Abstract
A network source code is a data compression algorithm designed specifically for the multi-user communication system in which it will be employed. Network source codes achieve better rate-distortion trade-offs and improved functionality over the (better known) “point-to-point” source coding alternatives. Perhaps the simplest example of a network source code is the multiresolution code — in which a single transmitter describes the same information to a family of receivers, each of whom receives the data at a different rate; the descriptions are embedded, so that all receivers receive the lowest-rate description, and each higher rate is achieved by adding on to the description at the nearest lower rate.
In this talk, I will discuss rate-distortion bounds for lossy network source coding and algorithms for designing codes approaching these bounds. I will focus primarily on a survey of multiresolution source coding results but also include a brief discussion of generalizations to other network coding environments.
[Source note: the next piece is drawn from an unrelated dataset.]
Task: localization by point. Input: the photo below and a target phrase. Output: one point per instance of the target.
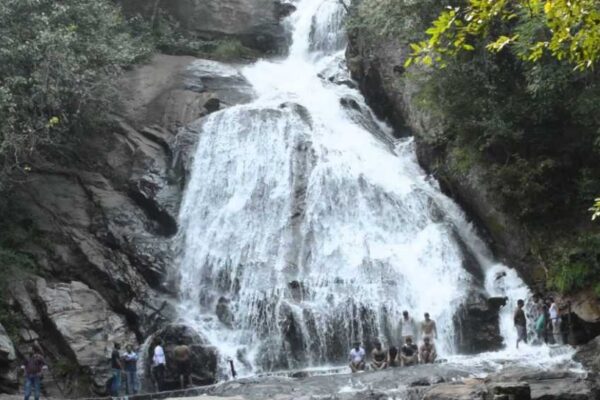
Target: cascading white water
(304, 230)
Results include rate-distortion bounds, rate-loss bounds, properties of optimal codes, and an approximation algorithm for optimal quantizer design. The quantizer design is based on a new approximation algorithm for data clustering.
Parts of the work described in this talk were done in collaboration with Dr. Hanying Feng, Dan Muresan, Dr. Qian Zhao, and Prof. Leonard Schulman.
Biography
Michelle Effros received the B.S. degree with distinction in 1989, the M.S. degree in 1990, and the Ph.D. degree in 1994, all in electrical
engineering from Stanford University.
During the summers of 1988 and 1989 she worked at Hughes Aircraft Company. She joined the faculty at the California Institute of Technology in 1994 and is currently a Professor of Electrical Engineering. Her research interests include information theory, network coding, data compression, communications, pattern recognition, and image processing.
She received Stanford’s Frederick Emmons Terman Engineering Scholastic Award (for excellence in engineering) in 1989, the Hughes Masters Full-Study Fellowship in 1989, the National Science Foundation Graduate Fellowship in 1990, the AT&T Ph.D. Scholarship in 1993, the NSF CAREER Award in 1995, the Charles Lee Powell Foundation Award in 1997, the Richard Feynman-Hughes Fellowship in 1997, an Okawa Research Grant in 2000, and was cited by Technology Review as one of the world’s top 100 young innovators in 2002.
She is a member of Tau Beta Pi, Phi Beta Kappa, Sigma Xi, and the IEEE Information Theory, Signal Processing, and Communications societies. She served as the Editor of the IEEE Information Theory Society Newsletter from 1995 to 1998 and as a Member of the Board of Governors of the IEEE Information Theory Society from 1998 to 2003. She has served on the IEEE Signal Processing Society Image and Multi-Dimensional Signal Processing (IMDSP) Technical Committee since 2001 and is currently Associate Editor for Source Coding for the IEEE Transactions on Information Theory.